I am looking for a light cassette for my new FSA 488 tubulars. I am also looking for recomendations for a lightweight chain. Current bike build

TCR Composite frame and fork
FSA K force crank
Whipperman Stainless chain
Voloce cassette
FSA 488 wheels mondo pro tubulars
Mavic skewers
Record rear der
red front der
Centaur shifters 
Zero grav brakes
use alien post
slr saddle
f99 stem
scott drop bar
heavy bar fat tape
ritchey pro peleton pedels

also if there are any other recomendations for lightening this bike it would be appreciated.

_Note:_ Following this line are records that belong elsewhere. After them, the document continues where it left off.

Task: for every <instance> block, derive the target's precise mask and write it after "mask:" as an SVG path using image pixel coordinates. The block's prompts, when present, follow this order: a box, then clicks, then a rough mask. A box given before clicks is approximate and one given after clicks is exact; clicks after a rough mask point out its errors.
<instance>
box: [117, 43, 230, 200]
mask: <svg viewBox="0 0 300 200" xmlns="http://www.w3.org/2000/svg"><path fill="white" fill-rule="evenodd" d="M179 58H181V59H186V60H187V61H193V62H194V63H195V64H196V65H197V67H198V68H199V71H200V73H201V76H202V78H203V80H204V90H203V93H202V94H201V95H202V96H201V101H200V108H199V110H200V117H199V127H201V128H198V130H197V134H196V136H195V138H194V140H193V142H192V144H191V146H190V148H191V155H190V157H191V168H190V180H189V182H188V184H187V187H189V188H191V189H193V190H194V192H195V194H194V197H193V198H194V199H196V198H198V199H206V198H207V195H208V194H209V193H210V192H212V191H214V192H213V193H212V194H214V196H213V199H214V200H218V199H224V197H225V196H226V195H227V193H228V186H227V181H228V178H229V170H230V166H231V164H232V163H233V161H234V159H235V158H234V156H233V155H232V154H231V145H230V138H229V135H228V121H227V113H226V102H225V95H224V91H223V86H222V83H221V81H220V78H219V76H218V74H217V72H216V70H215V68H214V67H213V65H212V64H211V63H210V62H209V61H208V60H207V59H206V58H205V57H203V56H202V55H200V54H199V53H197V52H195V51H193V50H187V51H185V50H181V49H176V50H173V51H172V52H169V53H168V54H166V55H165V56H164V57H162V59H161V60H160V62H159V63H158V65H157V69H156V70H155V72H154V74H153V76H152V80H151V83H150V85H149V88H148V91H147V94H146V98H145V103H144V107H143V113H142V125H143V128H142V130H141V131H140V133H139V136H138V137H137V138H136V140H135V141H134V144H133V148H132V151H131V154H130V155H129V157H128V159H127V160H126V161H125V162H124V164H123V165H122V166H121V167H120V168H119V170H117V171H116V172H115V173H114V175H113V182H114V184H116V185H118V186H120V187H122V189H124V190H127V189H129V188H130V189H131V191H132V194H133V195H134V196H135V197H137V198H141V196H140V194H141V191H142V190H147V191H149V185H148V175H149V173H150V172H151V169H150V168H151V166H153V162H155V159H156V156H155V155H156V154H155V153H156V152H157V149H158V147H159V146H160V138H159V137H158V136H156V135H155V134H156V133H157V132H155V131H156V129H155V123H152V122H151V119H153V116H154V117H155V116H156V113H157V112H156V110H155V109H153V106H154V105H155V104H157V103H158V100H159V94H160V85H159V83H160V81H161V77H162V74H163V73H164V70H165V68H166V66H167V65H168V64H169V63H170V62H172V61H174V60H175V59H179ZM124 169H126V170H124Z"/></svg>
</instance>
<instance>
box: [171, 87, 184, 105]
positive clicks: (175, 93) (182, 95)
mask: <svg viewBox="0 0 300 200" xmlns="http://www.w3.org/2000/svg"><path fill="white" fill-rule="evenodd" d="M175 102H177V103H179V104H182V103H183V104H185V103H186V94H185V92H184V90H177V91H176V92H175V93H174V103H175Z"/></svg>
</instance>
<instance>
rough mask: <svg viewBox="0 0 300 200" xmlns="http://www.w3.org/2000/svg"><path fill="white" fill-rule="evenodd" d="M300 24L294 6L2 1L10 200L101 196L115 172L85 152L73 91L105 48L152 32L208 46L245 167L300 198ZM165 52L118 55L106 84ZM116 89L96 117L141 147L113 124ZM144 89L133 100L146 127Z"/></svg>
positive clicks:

I am not sure of current weight. With Ksyrium sl wheels with Kenda 150g tires it weighed in at 15.7


----------



## sevencycle (Apr 23, 2006)

KMC 10 Sl chain & Record Ti Cassette. KCNC makes a Campy cassette as it shifts only OK. Wheels manufacturing will re-space a DuraAce cassette to Campy Specs for the best performance of the bunch.You have lots of other area's to trim down just takes some Benny'$.


----------



## DIRT BOY (Aug 22, 2002)

chirider990 said:


> I am looking for a light cassette for my new FSA 488 tubulars. I am also looking for recomendations for a lightweight chain. Current bike build
> 
> TCR Composite frame and fork
> FSA K force crank
> ...


Again KCM X10 SL

Cassette: KCNC SC/AL/Ti, I am have been using them for years with NO diffrence in shifting between them and Chorus cassettes. Also Recon Ti I am told are excellent as well.


----------



## Juanmoretime (Nov 24, 2001)

DIRT BOY said:


> Again KCM X10 SL
> 
> Cassette: KCNC SC/AL/Ti, I am have been using them for years with NO diffrence in shifting between them and Chorus cassettes. Also Recon Ti I am told are excellent as well.


What he said X2!


----------



## sevencycle (Apr 23, 2006)

I have a KCNC Campy spaced cassette and hard climbing shift performance is well below my custom DuraAce Campy spaced cassette. But I do use it on my Zipp 202's for hillclimbs. I do have to think when I shift the KCNC as the D/A is effortless.


----------